Alpha-Dystroglycanopathies
Alpha-dystroglycanopathies are a genetically heterogeneous group of muscle disorders caused by hypoglycosylation of alpha-dystroglycan (ADG), as seen on muscle biopsy. These disorders include a wide spectrum of clinical phenotypes, ranging from severe syndromal congenital muscular dystrophies (CMDs) to later-onset limb-girdle muscular dystrophies (LGMDs).
- Key Characteristics
-
Common Pathology:
- Muscle biopsy reveals hypoglycosylated alpha-dystroglycan and classic dystrophic changes.
- Serum creatine kinase (CK) is markedly elevated.
-
Phenotypic Range:
- Severe CMDs:
- Walker-Warburg Syndrome (WWS)
- Muscle-Eye-Brain Disease (MEB)
- Fukuyama Congenital Muscular Dystrophy (FCMD)
- These are often associated with developmental abnormalities in the eyes and brain, leading to:
- Cognitive deficits
- Epilepsy
- Visual loss
- Limb-Girdle Muscular Dystrophies (LGMDs): Milder, later-onset phenotypes.
- Severe CMDs:
-
Weakness Distribution:
- More pronounced in upper extremities than lower extremities.
-
Cardiac Involvement:
- Variable but severe in Fukuyama CMD, WWS, and MEB.
Diagnostic Approach
- Muscle Biopsy:
- Shows absent or decreased staining for alpha-dystroglycan.
- Genetic Testing:
- Requires analysis of multiple genes.
- Next-generation sequencing (NGS) facilitates comprehensive testing.
- Associated Genes:
- There is significant overlap between genes and phenotypes.
- Individual genes are associated with multiple CMD phenotypes.
- Defined phenotypes are often linked to various genes.
Clinical Implications
- Severe CMDs are associated with systemic involvement, including neurological, ocular, and cardiac manifestations.
- Accurate diagnosis requires integrating clinical, histological, and genetic data.
- Treatment focuses on symptom management, though future therapies may target underlying glycosylation defects.
Fukuyama Congenital Muscular Dystrophy (FCMD)

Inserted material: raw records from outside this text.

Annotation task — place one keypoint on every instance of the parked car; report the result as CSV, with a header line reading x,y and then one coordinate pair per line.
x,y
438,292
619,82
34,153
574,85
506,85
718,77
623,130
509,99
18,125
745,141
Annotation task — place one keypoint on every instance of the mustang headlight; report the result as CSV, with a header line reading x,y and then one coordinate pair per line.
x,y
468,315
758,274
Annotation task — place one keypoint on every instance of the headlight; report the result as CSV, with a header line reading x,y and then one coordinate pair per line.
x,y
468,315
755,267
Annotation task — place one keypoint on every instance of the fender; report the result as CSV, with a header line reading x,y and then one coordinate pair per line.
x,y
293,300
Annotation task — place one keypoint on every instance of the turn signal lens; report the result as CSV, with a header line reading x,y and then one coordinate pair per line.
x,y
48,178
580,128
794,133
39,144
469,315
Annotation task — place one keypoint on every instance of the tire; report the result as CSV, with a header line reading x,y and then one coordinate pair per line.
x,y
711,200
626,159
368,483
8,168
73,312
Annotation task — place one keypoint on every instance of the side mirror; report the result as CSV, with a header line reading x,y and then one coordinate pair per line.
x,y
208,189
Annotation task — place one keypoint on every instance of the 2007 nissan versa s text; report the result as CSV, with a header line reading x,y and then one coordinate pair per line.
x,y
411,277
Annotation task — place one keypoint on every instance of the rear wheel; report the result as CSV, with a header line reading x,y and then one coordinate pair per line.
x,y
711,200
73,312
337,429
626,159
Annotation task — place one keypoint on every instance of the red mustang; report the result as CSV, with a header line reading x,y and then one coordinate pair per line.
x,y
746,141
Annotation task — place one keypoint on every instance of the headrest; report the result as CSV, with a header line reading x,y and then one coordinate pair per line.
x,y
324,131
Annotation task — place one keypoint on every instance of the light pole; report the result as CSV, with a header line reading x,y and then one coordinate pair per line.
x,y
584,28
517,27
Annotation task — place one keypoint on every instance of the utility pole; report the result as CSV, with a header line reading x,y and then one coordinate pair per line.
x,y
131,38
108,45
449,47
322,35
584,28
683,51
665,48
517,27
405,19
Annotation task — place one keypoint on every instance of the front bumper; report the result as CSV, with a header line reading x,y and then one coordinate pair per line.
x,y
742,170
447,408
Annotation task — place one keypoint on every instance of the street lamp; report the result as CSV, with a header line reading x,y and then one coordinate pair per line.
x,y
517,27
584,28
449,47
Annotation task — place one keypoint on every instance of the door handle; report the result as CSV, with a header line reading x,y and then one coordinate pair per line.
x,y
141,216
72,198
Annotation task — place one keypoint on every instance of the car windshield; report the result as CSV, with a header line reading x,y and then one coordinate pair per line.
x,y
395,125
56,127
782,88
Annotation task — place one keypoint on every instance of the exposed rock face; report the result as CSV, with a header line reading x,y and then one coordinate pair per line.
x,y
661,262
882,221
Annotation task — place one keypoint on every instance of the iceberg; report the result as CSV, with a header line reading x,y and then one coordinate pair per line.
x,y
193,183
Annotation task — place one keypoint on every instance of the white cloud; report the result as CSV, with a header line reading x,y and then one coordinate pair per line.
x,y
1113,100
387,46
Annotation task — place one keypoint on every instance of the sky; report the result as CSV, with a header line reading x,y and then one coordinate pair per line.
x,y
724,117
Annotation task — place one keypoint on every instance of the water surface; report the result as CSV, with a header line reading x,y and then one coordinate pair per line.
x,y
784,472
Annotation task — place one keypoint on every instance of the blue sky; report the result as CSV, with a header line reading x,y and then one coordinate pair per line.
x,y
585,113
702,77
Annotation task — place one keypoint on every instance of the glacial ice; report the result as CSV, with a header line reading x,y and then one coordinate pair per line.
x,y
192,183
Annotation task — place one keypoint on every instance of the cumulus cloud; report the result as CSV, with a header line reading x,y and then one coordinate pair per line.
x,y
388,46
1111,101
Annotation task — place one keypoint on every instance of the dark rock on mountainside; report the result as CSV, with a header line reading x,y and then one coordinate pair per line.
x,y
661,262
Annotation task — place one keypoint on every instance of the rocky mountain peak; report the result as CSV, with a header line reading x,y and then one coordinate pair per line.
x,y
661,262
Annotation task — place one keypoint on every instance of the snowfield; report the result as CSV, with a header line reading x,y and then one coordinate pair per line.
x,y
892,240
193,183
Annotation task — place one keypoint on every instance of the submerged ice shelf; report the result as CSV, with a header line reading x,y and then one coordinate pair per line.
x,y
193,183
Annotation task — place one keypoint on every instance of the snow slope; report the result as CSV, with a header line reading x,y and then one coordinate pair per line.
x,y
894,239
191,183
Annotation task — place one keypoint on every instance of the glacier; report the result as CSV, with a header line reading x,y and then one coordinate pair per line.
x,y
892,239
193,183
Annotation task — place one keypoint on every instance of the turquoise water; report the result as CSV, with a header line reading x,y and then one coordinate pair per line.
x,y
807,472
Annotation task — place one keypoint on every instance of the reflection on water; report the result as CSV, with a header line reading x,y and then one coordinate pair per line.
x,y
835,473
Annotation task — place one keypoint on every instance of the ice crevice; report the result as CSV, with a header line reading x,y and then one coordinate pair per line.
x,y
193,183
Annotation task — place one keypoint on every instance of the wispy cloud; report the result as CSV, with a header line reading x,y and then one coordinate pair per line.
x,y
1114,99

- Epidemiology: Predominantly observed in Japan.
- Clinical Features:
- Severe muscle weakness
- Cognitive deficits and developmental delay
- Seizures
- Cardiomyopathy
- Brain Anomalies:
- Occipital pachygyria and polymicrogyria
- Pontine hypoplasia
- Cerebellar abnormalities
- Genetic Cause:
- Mutations in the FKTN gene.
- Rare milder phenotypes are also associated with FKTN mutations.
Walker-Warburg Syndrome (WWS)
- Clinical Features:
- Severe muscle weakness
- Brain and eye malformations
- Hydrocephalus
- Genetic Causes:
- Mutations in the following genes:
- POMT1, POMT2, FKTN, FKRP, POMGNT1, LARGE
- ISPD, GTDC2, DAG1
- Phenotypes range from severe (WWS) to milder congenital muscular dystrophy and autosomal recessive limb-girdle muscular dystrophies (LGMDs).
- Mutations in the following genes:
Muscle-Eye-Brain Disease (MEB)
- Clinical Features:
- Similar to WWS but milder.
- Associated with brain and eye involvement.
- Genetic Causes:
- Mutations in several alpha-dystroglycanopathy genes, overlapping with those causing WWS.
Management of CMDs
Management principles align with general guidelines for neuromuscular disorders:
- Physical Therapy:
- Maintain muscle strength and range of motion.
- Prevent and manage joint contractures and scoliosis.
- Monitoring and Interventions:
- Bulbar Dysfunction: Monitor for swallowing difficulties.
- Respiratory Function: Anticipate and manage respiratory insufficiency.
- Cardiac Function: Regular cardiac evaluations for cardiomyopathy.
- Multidisciplinary Approach:
- Neurology, cardiology, pulmonology, orthopedics, and rehabilitation services are crucial for comprehensive care.